Tatsächlich machen es andere, v.a. historiographische Belege für arm. hamarakar zumindest wahrscheinlich, daß in der armen. Hauptstadt Dvin unter den Sasaniden ein eigener "Steuereinnehmer" ansässig gewesen sein kann. Anzuführen ist hier v.a. der bereits erwähnte hamarakar bei Sebēos, dessen Funktion dadurch deutlich wird, daß in seinem Haus die eingenommenen Steuern als "Schatz" gesammelt lagen (23.: 96,5-8 {6.}) und er als Beauftragter des Sasanidenkönigs Xosrov mit einem solchen "Schatz" (ganj) nach Armenien gesandt wurde (vgl. dazu auch die bei Abgaryan, Ed. 252, Anm. 232 zitierten älteren russ. Bedeutungsangaben "казнохранитель" und "казначей", beide etwa "Schatzmeister"). Entscheidende Bedeutung kommt dabei dem Attribut vaspowrakan zu, mit dem der hamarakar bei Sebēos versehen ist (16.: 87,1-5 {5.}). Die Frage ist, ob hierin ein Adjektiv zu sehen ist, das mit dem Namen der zu Armenien gehörenden Provinz Vaspowrakan nicht nur gleich lautete, sondern sich auch auf diese Provinz bezog. Gegen eine solche Identifikation sprach sich Schaeder, l.c. aus, jedoch ohne Angabe von Gründen; Schaeder war aber ebenso skeptisch gegenüber früher geäußerten Ansichten, wonach sich vaspowrakan als Ableitung von mpers. vāspuhr im Sinne von "Thronfolger" auf die von sasanid. Erbprinzen verwaltete (und folglich nach diesen benannte) Provinz Isfahān beziehen sollte (so nach Herzfeld, Med.Parth. [AMI 7], 18 ff.) oder sogar, als Adjektiv der Bedeutung "zu den Erbprinzen gehörig", direkt auf die in Isfahān ansässigen Angehörigen des Hochadels, die in arab. Quellen ebenfalls *vāspuhrakān genannt sind (so nach Marquart, Ērānšahr, 29).
Daß arm. vaspowrakan im gegebenen Kontext als Lokalangabe und nicht als Zugehörigkeitsadjektiv aufzufassen ist, wird zunächst durch einen in den Pahlavī-Inschriften von Derbend genannten ՚twrp՚tkn ՚m՚lkl gestützt (cf.
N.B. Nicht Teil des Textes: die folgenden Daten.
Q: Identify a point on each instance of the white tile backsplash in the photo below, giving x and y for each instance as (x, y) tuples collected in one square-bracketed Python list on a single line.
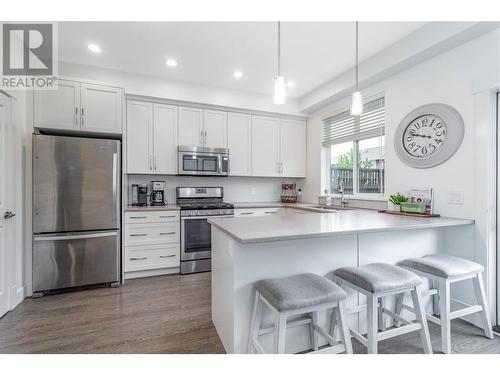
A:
[(236, 189)]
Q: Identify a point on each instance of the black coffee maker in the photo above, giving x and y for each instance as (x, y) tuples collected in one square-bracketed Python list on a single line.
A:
[(157, 193)]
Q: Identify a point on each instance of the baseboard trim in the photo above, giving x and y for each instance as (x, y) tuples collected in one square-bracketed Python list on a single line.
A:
[(148, 273)]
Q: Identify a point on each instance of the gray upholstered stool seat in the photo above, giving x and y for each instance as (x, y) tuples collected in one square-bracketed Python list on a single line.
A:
[(442, 265), (379, 277), (299, 291)]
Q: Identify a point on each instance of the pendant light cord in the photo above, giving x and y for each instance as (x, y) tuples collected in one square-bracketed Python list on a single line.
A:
[(279, 48), (357, 56)]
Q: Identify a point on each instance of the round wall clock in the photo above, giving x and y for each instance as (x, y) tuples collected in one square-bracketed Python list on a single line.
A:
[(429, 135)]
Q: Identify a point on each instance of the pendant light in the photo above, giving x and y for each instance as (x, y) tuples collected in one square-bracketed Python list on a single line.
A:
[(279, 93), (357, 98)]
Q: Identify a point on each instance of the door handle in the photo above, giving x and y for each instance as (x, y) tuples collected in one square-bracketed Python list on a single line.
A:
[(8, 215)]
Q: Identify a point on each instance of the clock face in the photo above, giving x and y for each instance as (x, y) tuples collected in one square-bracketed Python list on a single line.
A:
[(424, 136)]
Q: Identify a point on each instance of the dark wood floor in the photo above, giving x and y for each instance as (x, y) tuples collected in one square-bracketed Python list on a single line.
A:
[(164, 314)]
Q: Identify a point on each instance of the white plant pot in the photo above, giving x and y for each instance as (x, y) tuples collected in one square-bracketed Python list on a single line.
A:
[(392, 207)]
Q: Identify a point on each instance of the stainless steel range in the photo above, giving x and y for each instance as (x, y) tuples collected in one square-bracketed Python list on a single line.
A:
[(197, 204)]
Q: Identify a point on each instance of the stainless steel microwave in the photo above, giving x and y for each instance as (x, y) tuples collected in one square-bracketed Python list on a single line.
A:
[(203, 161)]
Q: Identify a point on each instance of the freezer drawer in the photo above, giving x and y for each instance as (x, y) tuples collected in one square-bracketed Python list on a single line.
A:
[(75, 259)]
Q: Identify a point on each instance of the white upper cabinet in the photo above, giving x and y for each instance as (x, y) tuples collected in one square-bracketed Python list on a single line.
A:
[(79, 106), (215, 128), (101, 108), (58, 109), (165, 139), (139, 137), (293, 148), (265, 146), (191, 126), (239, 143)]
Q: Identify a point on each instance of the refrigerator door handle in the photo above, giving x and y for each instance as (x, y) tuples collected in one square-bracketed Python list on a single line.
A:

Paxomov, Pexl.nadp. [IOOI.Az. 8/5], Tabl. 3, Abb. 1-5), auf den ebenfalls bereits Schaeder, l.c., hinwies. Das in diesem Titel enthaltene āturpātakan (so die Lesung bei Nyberg, Materialy [IOOI.Az. 8/5], 28) ist wie auch das daraus entlehnte arm. atrpatakan (s. Hübschmann, AG 23, 20.) meist die selbständige Landesbezeichnung der Provinz Atropatene, kann aber auch als Adjektiv der Bedeutung "auf die Atropatene bezüglich" aufgefaßt werden2. Der Titel āturpātakan amārkār (so Nyberg l.c.) wäre dann dem vaspowrakan hamarakar bei Sebēos genau äquivalent und als "Steuereinnehmer von Atropatene" bestimmbar.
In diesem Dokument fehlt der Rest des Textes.